The management of these so-called at-risk patients requires that the dental surgeon cooperate with the cardiologist and be fully aware of the precautions aimed at preventing the three main risks to which these patients may be exposed, namely:

  • risk of infection.
  • risk of bleeding.
  • and membrane risk.

More and more elderly and/or chronically ill patients are consulting the dental clinic and needing care, in particular surgical care. These patients are said to be at risk because oral care can sometimes affect their health.

Cardiac patients and dental treatment

The heart patient is one of those patients at risk. In particular, it presents three main risks that may or may not co-exist depending on the diseases. These three risks are:

  • risk of infection.
  • risk of bleeding.
  • and membrane risk.

Thus, due to the impact of the patient’s heart care on his general condition, it should be based on close cooperation with the cardiologist who should be consulted to know the exact current state of the patient’s health. The patient and the nature of treatment used, as well as to determine any changes in that treatment. In addition, all dental surgeons should be fully aware of the precautions to be taken in accordance with the treatment envisaged and according to the risks.
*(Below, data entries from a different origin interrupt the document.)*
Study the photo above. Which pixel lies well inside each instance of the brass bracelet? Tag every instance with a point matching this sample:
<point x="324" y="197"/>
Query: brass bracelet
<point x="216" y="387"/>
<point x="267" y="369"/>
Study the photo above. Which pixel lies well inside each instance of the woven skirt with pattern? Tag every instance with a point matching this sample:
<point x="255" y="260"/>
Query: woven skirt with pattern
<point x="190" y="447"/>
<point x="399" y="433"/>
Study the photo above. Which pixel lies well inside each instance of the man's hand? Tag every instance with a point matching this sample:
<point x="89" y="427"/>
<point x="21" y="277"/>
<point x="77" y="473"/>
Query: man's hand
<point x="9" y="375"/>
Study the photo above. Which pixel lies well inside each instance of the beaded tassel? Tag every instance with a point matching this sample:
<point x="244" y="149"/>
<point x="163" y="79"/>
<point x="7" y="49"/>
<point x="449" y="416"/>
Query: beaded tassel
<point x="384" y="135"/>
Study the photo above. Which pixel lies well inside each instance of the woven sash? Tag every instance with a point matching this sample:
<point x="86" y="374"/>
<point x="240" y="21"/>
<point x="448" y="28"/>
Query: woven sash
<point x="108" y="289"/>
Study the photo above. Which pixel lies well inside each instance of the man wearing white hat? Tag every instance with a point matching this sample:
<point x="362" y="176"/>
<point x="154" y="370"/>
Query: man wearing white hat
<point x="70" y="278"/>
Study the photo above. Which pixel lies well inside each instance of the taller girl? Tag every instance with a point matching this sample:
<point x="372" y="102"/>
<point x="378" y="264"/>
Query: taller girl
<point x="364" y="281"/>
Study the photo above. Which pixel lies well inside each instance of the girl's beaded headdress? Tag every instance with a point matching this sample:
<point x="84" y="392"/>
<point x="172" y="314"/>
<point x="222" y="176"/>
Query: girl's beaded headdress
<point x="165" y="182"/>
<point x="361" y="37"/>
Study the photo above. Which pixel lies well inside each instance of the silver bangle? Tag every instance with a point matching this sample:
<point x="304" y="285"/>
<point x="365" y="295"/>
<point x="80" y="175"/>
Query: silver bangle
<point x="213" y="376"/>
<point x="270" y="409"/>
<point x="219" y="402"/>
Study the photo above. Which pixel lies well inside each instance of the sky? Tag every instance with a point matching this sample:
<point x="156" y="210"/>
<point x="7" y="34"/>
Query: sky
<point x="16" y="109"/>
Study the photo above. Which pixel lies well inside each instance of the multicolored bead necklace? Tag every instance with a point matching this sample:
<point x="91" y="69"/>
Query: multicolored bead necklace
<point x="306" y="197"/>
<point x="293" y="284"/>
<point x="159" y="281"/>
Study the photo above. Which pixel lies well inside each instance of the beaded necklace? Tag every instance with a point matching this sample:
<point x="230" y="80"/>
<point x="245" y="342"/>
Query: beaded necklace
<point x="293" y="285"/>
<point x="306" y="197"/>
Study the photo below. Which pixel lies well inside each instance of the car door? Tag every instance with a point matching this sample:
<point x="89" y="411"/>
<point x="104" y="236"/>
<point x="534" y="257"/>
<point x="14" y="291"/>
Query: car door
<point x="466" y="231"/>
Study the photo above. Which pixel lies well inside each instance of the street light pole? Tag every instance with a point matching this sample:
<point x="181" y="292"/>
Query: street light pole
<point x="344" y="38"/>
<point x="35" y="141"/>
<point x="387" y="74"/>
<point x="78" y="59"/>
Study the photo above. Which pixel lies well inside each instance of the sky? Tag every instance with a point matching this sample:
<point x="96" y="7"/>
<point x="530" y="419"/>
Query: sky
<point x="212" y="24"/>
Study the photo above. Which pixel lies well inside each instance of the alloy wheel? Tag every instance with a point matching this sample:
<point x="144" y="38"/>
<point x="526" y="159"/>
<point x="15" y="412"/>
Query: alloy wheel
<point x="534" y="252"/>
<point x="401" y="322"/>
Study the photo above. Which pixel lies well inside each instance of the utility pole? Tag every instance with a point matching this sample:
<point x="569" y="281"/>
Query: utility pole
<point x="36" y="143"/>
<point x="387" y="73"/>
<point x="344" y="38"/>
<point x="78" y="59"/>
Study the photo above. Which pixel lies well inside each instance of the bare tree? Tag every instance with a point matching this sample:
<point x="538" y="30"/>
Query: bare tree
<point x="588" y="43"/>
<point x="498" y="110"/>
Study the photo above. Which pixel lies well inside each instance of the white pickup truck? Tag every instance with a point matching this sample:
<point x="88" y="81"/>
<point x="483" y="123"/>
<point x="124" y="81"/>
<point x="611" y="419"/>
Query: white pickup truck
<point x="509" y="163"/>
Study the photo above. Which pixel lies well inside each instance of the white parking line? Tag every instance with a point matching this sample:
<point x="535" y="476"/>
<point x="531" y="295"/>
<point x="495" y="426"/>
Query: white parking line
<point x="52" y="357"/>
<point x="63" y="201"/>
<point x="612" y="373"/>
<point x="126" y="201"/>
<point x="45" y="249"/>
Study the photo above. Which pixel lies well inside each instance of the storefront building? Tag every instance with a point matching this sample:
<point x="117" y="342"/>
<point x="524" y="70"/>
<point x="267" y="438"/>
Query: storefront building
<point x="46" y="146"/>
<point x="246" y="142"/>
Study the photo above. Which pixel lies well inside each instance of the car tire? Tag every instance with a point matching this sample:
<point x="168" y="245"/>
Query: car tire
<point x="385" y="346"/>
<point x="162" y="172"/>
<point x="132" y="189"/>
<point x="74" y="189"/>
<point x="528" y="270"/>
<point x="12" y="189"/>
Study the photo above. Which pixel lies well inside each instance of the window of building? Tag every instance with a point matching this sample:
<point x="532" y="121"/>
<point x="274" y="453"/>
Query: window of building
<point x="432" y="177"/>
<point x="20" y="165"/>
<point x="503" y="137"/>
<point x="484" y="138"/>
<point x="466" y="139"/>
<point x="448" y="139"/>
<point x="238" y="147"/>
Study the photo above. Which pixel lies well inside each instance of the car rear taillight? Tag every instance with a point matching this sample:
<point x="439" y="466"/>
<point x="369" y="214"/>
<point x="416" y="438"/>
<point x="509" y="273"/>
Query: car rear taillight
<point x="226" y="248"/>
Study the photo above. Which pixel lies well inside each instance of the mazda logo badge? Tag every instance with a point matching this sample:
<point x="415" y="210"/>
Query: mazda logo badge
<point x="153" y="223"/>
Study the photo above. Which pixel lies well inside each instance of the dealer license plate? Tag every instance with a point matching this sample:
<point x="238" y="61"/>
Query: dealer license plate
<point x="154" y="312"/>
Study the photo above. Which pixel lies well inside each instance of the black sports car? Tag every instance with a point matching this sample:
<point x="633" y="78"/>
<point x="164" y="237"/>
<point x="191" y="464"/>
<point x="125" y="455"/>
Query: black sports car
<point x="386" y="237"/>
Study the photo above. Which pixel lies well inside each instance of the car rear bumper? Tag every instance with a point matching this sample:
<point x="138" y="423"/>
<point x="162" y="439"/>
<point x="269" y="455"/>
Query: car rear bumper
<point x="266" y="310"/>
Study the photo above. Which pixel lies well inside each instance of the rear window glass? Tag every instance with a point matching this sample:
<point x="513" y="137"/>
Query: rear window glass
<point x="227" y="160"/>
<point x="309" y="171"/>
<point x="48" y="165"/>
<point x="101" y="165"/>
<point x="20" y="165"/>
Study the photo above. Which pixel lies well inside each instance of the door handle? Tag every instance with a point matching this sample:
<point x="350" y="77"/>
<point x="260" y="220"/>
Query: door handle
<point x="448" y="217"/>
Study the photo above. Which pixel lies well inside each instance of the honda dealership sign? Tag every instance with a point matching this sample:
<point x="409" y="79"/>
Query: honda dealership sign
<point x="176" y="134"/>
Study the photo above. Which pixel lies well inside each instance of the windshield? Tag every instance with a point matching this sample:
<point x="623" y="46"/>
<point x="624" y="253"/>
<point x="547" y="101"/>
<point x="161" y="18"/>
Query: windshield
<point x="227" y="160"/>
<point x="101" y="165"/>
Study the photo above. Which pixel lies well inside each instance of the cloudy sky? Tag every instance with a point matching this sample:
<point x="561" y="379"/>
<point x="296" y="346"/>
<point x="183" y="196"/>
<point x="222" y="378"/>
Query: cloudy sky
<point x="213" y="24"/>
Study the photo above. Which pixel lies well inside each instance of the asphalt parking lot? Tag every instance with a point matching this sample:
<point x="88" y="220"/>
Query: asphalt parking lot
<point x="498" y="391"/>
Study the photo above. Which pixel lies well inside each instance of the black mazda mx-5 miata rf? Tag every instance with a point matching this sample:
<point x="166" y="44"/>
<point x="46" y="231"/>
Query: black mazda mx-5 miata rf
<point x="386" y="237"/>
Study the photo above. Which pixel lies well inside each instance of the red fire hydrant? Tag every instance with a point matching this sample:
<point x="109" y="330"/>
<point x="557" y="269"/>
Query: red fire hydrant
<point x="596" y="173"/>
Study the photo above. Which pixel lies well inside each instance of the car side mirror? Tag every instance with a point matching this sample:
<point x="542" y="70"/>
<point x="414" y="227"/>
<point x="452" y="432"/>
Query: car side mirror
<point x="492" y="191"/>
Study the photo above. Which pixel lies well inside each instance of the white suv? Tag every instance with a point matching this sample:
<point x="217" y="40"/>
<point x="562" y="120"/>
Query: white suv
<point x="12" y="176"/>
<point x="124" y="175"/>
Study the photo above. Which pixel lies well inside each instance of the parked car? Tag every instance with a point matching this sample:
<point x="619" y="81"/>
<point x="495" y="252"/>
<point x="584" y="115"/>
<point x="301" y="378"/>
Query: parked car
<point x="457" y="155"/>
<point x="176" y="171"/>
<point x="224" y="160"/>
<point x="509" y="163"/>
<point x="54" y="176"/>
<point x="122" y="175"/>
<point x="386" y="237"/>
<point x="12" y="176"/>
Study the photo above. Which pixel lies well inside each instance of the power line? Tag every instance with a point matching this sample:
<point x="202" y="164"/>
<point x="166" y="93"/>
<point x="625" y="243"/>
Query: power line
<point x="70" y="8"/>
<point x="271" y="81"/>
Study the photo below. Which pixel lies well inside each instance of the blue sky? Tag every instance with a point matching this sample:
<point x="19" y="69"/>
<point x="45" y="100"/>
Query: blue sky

Recommendations for maintaining oral health in the elderly

Maintaining oral hygiene: Brushing and using interdental tools are also important at an older age. Brush your teeth twice daily with a soft toothbrush and fluoride toothpaste.

Quit Smoking: In addition to the direct health harms caused by smoking, smoking can exacerbate gum problems. Negatively affects healing after dental treatment and implant absorption. In addition, smoking is a risk factor for oral cavity cancer. Therefore, it is recommended to quit smoking.

alcohol consumption: Among the harms that alcohol can cause, there is the risk of developing cancer in the oral cavity. Therefore, reduce your alcohol intake as much as possible.

healthy diet: A diet rich in fresh vegetables and fruits is a protective factor against oral cancer.

Follow-up and prevention: If an oral lesion occur that does not go away within two weeks, a dental examination should be performed. Oral cancer doesn’t cause pain in its early stages, so it’s important to see your dentist even if you don’t feel any changes in your oral cavity.

Periodic examination by the dentist: It is recommended to consult a dentist regularly and at least once a year for those with chronic diseases. It’s important to inform your dentist of any changes in your health, including your medications, as these details can have a significant impact on your dental care.